Research: ‘Dealing with the flood’ by Gareth Dent

After reading Gareth Dent’s article ‘Dealing with the flood’, here are my thoughts and reflections on the issue of the prevalence of photographic images today. The article includes a link to Alec Sloth discussing ‘The Current State of the PhotoBook’. If I’m honest I wasn’t aware there was such a phenomenon around Photo Books in the art world, I thought Photo Books were the realm of family albums or just people collating images of their lives. It was interesting also reading the article to be introduced to some photographers who are handling the ‘flood’ in different ways.

I particularly enjoyed finding out more about Mishka Henner’s Work.

Reflecting on my personal use of photography within social media and other contexts:

This feels like a strange but somewhat healthy spot of reflection on my own interaction with social media and photography. I suppose my history with social media is varied. When I first started using Facebook it was for my own personal use, I think I was maybe 17, looking back on photographs from the first few years they were mainly social. I took photo’s of myself, out with friends, at social gatherings. As I’ve grown older I’ve grown more conscious of what I chose to put up in photograph form (and written form) on Facebook. I rarely put photographs of myself or other up on Facebook now and when I do I like to use it to make a conscious message or point, or to record a particular moment or event.

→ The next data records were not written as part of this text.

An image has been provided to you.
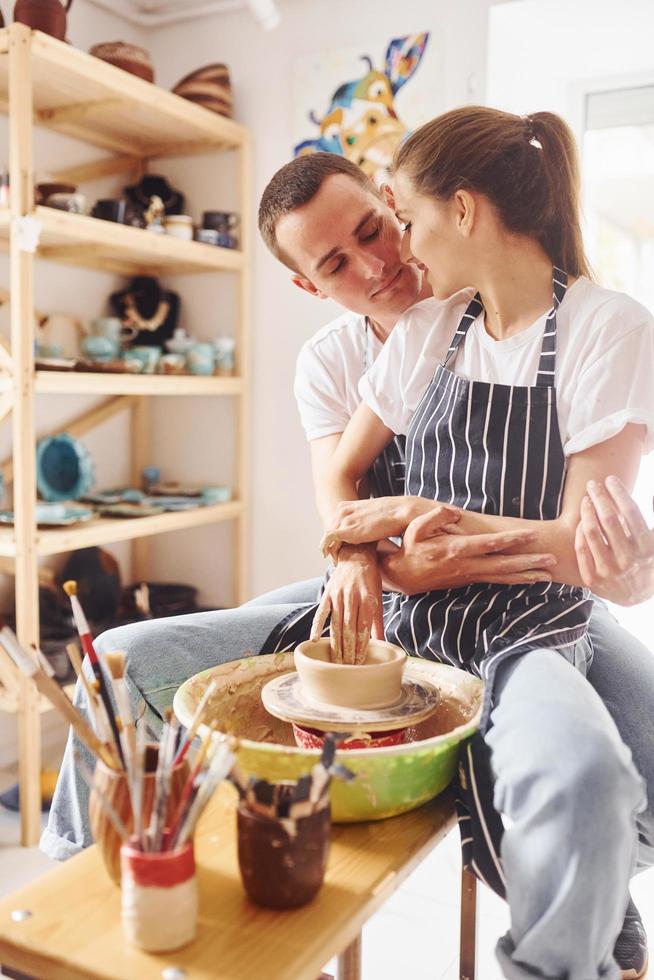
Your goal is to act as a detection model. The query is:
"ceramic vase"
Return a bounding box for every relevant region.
[89,744,189,885]
[237,803,331,909]
[120,838,198,948]
[14,0,73,41]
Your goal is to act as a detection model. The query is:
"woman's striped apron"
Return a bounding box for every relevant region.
[266,269,592,894]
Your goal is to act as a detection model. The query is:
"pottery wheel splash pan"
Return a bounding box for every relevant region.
[261,661,439,732]
[173,651,483,823]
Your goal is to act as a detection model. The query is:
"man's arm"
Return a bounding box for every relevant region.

Reflecting on other uses, whilst I use Facebook less, I use Instagram more. Most of the photographs I take on Instagram are with an agenda, I use it as a platform for recording or keeping track of drawings done in sketchbooks or for personal challenges, these feed directly from instagram to my blog section, Sketchbook. I also take photos of printing for my business and occasional lifestyle documentation. So I guess this all comes under more commercial purposes?! Some of these photo’s could be described as Artistic, I take time considering and arranging the shots, especially for products for Sale in my Etsy shop.

Are you contributing to the ‘flood’ and is this a good or bad thing?

In terms of how I interact with or contribute to the ‘flood’ of images, I guess I am adding to the flood by contributing my own photographs. But I’d like to think this isn’t just mindless, I guess you could say I carefully curate the photographs I take on social platforms. I don’t take photo’s with my phone, I deliberately use a camera (I use a Cannon 500D, borrowed from my mum-in-law). I think a camera gives better quality photographs and this important particularly as a business.

Is this good or bad? I guess that’s subjective, I try to take the best photographs I can take within my own understanding and ability (which is hopefully improving), so guess that’s good. But maybe I am just another person adding to the noise level in visual communication! I guess we do still have some control over what we chose to engage with. I decide whose photos I follow or see in my Instagram, likewise other people have a choice to ignore the photos I take.

Does social media democratise or devalue photography?

This seems like quite a complex question and I’m not sure I’m in the best position to answer it. But I have a few thoughts. Firstly I wonder can it be both, social media seems to have made photography available to a broader range of people, anyone with a camera on their phone could technically produce photographs. But the quality of these photographs is perhaps the thing most under attack here – if people literally care nothing for, and refuse to consider how/what/why they are taking a photograph I think it shows.